Afuera nevaba. La temperatura había bajado a los diez grados bajo cero y los desperdicios seguían sin recoger por la huelga de basureros. «Aquí dentro ya se habrían descompuesto», aventuró, imaginándose el hedor. Y le entraron ganas de abrir la ventana del baño, a pesar de que en una ciudad con los niveles de vida y de muerte tan altos, alguien podía entrar en el cuarto y asestarle tres puñaladas o dispararle cuatro tiros, o estrangularle con la cortina de la ducha, o…
«¡Basta!», zanjó. Se quitó el pijama eléctrico, se abrigó y bajó de nuevo a la recepción del hotel —un edifico de quince plantas con los ladrillos de la fachada ennegrecidos por el humo— para pedir un taxi o caminar por la acera de Central Park sin entrar en el parque, que en invierno era el lugar más sombrío del mundo. Pero en el vestíbulo del Roskoff, se encontró con una docena de aprendices de rabino, con el cogote pelado, dos tirabuzones bajo el sombrero y una levita negra, bailando en fila india como si estuvieran en medio de un aquelarre.

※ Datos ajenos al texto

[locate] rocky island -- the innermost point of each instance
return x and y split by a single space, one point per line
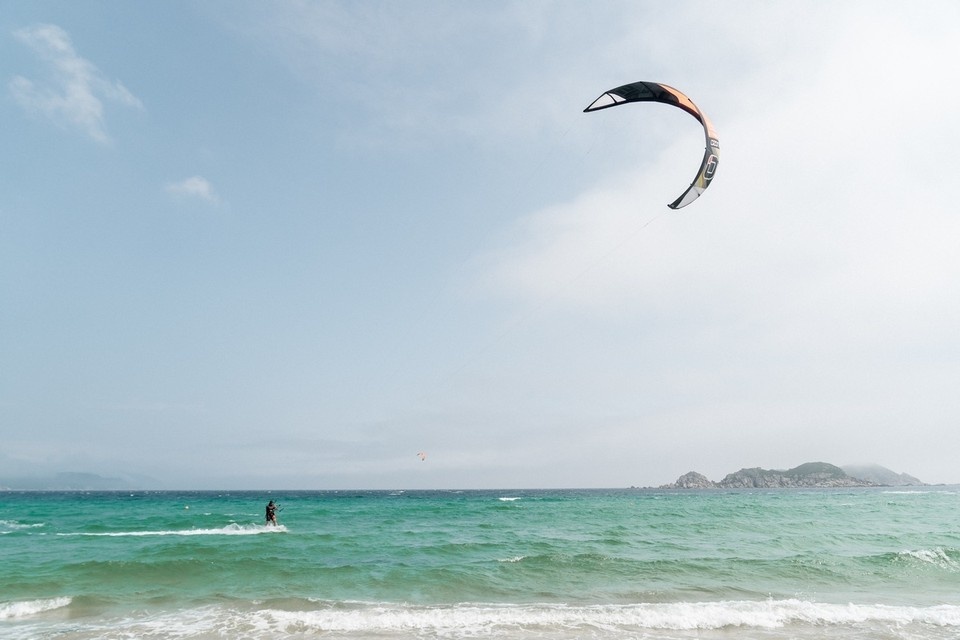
809 475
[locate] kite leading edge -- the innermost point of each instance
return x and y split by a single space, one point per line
656 92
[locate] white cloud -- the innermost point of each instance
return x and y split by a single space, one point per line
75 93
194 187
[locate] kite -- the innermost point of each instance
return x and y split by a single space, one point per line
656 92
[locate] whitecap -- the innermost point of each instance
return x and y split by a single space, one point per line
25 608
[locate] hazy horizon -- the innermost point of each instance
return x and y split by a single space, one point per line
296 244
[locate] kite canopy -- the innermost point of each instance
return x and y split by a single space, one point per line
656 92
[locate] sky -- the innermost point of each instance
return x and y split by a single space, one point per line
294 244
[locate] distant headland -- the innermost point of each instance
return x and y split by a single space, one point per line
808 475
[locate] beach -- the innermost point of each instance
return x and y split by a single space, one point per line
620 563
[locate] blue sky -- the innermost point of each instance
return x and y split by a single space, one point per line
292 244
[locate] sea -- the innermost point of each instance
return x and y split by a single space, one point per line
843 564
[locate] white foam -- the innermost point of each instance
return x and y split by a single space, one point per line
804 619
25 608
229 530
514 619
13 525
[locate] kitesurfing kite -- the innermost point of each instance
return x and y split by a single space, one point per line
656 92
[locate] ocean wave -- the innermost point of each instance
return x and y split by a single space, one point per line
938 557
26 608
298 619
6 526
229 530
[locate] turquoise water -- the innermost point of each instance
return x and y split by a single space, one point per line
864 563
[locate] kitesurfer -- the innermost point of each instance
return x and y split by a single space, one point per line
271 514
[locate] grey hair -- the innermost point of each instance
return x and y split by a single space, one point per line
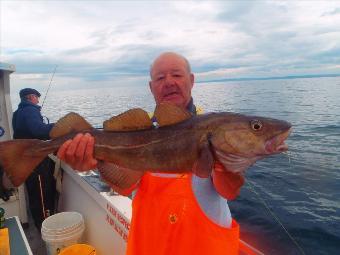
174 53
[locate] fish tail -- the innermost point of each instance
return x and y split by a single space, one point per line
18 160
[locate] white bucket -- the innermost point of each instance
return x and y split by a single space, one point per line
61 230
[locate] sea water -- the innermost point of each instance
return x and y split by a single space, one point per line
290 203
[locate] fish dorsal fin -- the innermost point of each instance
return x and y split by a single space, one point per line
134 119
169 114
71 122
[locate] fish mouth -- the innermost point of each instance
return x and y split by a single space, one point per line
277 143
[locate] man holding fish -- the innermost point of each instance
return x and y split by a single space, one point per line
180 166
172 213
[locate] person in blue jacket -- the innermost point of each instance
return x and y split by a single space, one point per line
28 123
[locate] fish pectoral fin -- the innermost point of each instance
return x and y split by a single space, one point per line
71 122
203 166
227 184
121 179
169 114
16 162
133 119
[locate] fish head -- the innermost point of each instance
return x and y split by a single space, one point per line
241 140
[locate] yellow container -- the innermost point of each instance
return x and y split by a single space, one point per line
78 249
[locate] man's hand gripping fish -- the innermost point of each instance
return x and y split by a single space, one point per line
181 144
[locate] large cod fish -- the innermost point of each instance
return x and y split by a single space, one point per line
130 144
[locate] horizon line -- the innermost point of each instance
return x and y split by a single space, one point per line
272 78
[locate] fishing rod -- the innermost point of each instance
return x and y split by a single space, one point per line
49 86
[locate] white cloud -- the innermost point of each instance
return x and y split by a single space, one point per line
100 41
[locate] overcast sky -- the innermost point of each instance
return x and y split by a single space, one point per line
109 43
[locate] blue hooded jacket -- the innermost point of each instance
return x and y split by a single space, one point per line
28 122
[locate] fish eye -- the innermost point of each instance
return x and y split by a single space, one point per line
256 125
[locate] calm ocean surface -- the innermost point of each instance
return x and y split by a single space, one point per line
300 189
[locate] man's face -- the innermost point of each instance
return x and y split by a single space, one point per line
34 99
171 80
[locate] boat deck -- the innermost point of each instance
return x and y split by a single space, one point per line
34 238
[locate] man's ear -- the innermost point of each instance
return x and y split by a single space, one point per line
150 86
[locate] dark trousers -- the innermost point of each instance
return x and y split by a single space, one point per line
41 190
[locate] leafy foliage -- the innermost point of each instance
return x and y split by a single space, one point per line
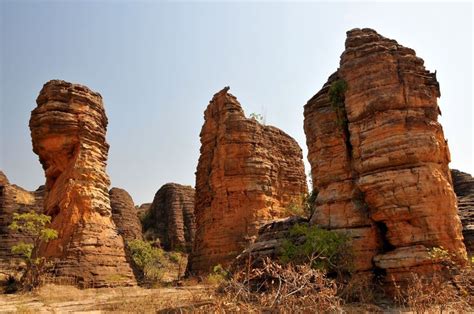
257 117
218 275
35 228
325 250
153 262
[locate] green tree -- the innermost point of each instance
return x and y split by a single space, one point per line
326 250
34 227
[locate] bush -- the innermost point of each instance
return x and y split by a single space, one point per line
34 227
218 275
278 288
154 263
325 250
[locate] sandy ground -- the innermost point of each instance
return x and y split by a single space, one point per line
67 299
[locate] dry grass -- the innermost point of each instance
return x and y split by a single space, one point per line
436 294
274 287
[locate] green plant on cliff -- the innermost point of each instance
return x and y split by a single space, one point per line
34 228
337 92
326 250
305 207
257 117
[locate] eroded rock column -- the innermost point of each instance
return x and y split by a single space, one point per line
247 174
125 215
68 129
14 199
391 154
170 217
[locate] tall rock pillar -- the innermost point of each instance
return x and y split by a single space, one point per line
68 129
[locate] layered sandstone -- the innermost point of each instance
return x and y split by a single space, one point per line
380 161
463 184
170 218
14 199
247 175
125 215
68 129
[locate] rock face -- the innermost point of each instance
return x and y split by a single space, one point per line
170 217
464 188
68 133
14 199
379 158
247 175
125 215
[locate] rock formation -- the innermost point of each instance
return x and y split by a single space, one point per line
14 199
143 209
463 184
269 241
379 158
170 217
68 129
124 215
247 175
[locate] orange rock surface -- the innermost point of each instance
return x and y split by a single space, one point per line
14 199
382 176
170 218
247 174
125 215
68 129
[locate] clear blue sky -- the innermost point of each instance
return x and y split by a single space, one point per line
158 64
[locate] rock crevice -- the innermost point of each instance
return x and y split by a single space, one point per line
396 159
68 129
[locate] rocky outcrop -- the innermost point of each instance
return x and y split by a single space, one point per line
379 158
14 199
68 129
124 215
142 209
247 175
464 188
170 218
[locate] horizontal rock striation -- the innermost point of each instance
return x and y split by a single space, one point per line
170 218
14 199
248 174
463 184
68 129
125 215
379 158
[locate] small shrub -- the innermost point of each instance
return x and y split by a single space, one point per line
34 227
325 250
257 117
12 285
148 259
278 288
218 275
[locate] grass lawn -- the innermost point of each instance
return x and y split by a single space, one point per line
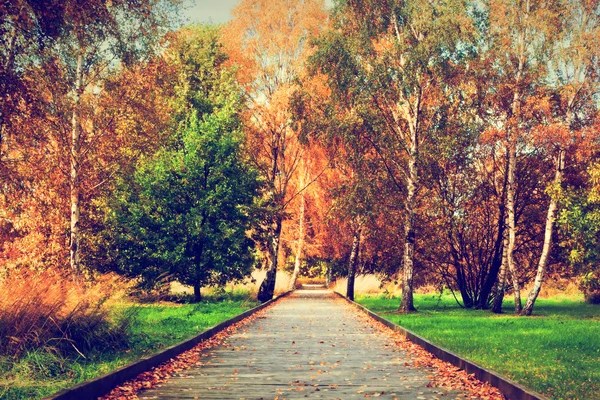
556 352
155 326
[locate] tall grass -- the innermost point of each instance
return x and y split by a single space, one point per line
58 312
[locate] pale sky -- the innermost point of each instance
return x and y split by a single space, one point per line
205 11
215 11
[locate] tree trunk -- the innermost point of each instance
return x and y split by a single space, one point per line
267 287
75 165
197 293
352 262
550 218
407 304
300 244
501 287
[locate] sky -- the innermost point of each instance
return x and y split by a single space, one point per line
215 11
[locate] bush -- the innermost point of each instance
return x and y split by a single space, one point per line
59 312
590 285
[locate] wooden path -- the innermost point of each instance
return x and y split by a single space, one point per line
308 345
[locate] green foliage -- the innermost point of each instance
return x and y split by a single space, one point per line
579 221
42 372
556 353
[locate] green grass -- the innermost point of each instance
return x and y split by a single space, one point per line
154 326
556 352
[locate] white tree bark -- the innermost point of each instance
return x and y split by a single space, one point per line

«Debo estar sufriendo un break-down » se dijo. Entonces salió a la Calle 72, descubrió que los rascacielos brillaban con una rara tristeza, tropezó con un borracho tirado en el suelo y se detuvo junto a un escaparte donde una mujer de curvas escandalosas servía bebidas a los clientes en falda corta y sostén. En ese momento, un compatriota se dio de bruces con él. «Te conozco», le dijo a Lorca, apartando la vista del escaparate. «Te conozco también», le dijo el poeta a Carnicer. Y mientras les salían hierbas de la boca, a la aurora de Nueva York le crecían cuatro columnas de cieno y un huracán de negras palomas barría el amanecer.